Figures are approximate, correct data in report: South Asia 11%, Africa 6%, North America -2%, Western Europe -6%, total -7%, CEE -8%, Caribbean -19%, Middle East -31%, Central & South America -60%

In Q3 of 2017 the percentage gap between respondents expecting conditions to worsen verses those expecting conditions to improve reduced by five points on Q2. This relatively upbeat nature of the survey mirrors the PMIs, global exports and GDP growth, which all suggest that the global economy is doing well.

The US in focus

Confidence in the US fell for the second consecutive quarter in Q2, with the number of people feeling less confident about the future exceeding those feeling more confident; this is the first time this has been the case since Q3 of 2016. 
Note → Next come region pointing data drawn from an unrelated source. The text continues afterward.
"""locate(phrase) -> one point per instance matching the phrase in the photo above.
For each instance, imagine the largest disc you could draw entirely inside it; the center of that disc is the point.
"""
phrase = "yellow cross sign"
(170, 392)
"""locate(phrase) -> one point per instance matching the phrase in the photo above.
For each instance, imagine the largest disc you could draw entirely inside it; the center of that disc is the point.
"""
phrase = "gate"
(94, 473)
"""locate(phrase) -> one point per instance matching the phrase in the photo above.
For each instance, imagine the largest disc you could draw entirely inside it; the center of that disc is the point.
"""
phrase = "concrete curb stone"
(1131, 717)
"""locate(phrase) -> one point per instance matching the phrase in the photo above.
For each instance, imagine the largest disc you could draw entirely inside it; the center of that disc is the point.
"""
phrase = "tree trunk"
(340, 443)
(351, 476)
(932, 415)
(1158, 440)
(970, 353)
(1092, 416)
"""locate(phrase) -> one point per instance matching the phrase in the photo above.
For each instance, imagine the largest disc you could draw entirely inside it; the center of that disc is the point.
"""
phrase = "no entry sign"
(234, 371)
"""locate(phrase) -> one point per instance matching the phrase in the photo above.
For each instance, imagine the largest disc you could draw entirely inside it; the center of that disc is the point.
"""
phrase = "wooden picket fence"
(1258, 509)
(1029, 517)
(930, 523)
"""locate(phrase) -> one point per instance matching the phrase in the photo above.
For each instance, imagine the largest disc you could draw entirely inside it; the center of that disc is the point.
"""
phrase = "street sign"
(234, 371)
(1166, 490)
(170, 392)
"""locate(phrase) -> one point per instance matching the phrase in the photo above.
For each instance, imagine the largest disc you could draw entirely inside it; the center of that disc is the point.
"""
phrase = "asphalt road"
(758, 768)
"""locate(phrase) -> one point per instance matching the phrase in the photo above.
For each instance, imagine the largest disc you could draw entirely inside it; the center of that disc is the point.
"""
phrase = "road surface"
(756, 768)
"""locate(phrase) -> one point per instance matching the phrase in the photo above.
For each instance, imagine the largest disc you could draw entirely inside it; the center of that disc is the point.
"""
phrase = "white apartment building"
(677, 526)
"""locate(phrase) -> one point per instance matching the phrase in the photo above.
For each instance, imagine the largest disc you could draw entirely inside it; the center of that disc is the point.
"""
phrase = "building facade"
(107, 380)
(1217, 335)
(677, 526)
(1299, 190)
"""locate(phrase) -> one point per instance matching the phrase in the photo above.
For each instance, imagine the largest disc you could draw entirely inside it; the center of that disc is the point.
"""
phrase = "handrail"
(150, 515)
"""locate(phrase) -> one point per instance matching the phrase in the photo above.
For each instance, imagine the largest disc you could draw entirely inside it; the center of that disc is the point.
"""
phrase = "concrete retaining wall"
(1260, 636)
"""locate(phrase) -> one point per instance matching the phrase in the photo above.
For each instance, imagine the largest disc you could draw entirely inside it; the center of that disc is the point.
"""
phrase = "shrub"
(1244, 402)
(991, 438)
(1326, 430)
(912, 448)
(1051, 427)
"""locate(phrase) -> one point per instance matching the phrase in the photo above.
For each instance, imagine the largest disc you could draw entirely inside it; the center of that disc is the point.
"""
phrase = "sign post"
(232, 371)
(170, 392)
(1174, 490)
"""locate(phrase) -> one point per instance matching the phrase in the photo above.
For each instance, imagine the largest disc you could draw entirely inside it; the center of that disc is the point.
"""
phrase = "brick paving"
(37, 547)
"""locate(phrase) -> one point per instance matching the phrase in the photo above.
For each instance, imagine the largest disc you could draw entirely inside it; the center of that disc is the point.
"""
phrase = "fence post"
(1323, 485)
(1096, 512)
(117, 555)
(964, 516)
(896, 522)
The drop in confidence comes as the administration continues to deal with challenges in pushing through its agenda of healthcare reform, tax cuts and increases in infrastructure spending. Given challenges with getting a tax cut and infrastructure spending bill through Congress, fiscal reforms seem unlikely to come into effect before 2018 at the earliest. 
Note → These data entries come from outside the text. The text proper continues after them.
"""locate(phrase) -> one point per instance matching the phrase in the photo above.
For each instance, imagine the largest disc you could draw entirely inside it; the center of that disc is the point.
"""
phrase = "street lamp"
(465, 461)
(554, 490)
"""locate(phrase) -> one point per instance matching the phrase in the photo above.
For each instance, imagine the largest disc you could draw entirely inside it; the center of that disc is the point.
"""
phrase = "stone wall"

The economy should continue to perform relatively well without a big fiscal stimulus, but these delays will be a disappointment for investors who were hoping for a fiscal-led boost to growth this year. 

Asia Pacific riding high

In Asia Pacific, economic confidence increased in Q3 for the third consecutive quarter to reach a new record high. This upswing is likely to be largely due to an improvement in export prospects. 
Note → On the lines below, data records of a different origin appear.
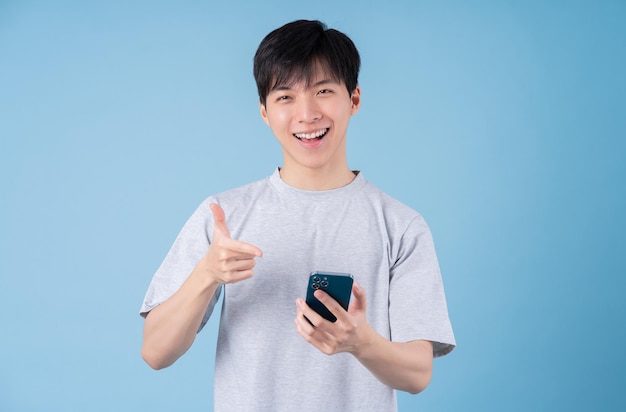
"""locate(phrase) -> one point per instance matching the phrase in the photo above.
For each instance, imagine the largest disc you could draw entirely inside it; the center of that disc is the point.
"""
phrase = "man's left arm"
(403, 366)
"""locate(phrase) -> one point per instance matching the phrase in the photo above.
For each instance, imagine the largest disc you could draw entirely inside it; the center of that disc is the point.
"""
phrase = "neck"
(317, 179)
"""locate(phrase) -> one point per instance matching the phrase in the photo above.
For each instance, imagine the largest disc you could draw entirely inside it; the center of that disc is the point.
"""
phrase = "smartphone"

Many of the region’s locations, including Hong Kong, Taiwan, South Korea and Thailand, are heavily trade-dependent. The recovery in global demand has therefore given them a significant boost. Growth in these locations is now the fastest in three years. 

South Asia looking robust

In South Asia, confidence was higher than in any other region in Q3, and reached its highest level since the third quarter of 2016. This high confidence is mirrored by the underlying economics, with healthy growth expectations for the region’s two biggest economies, India and Pakistan.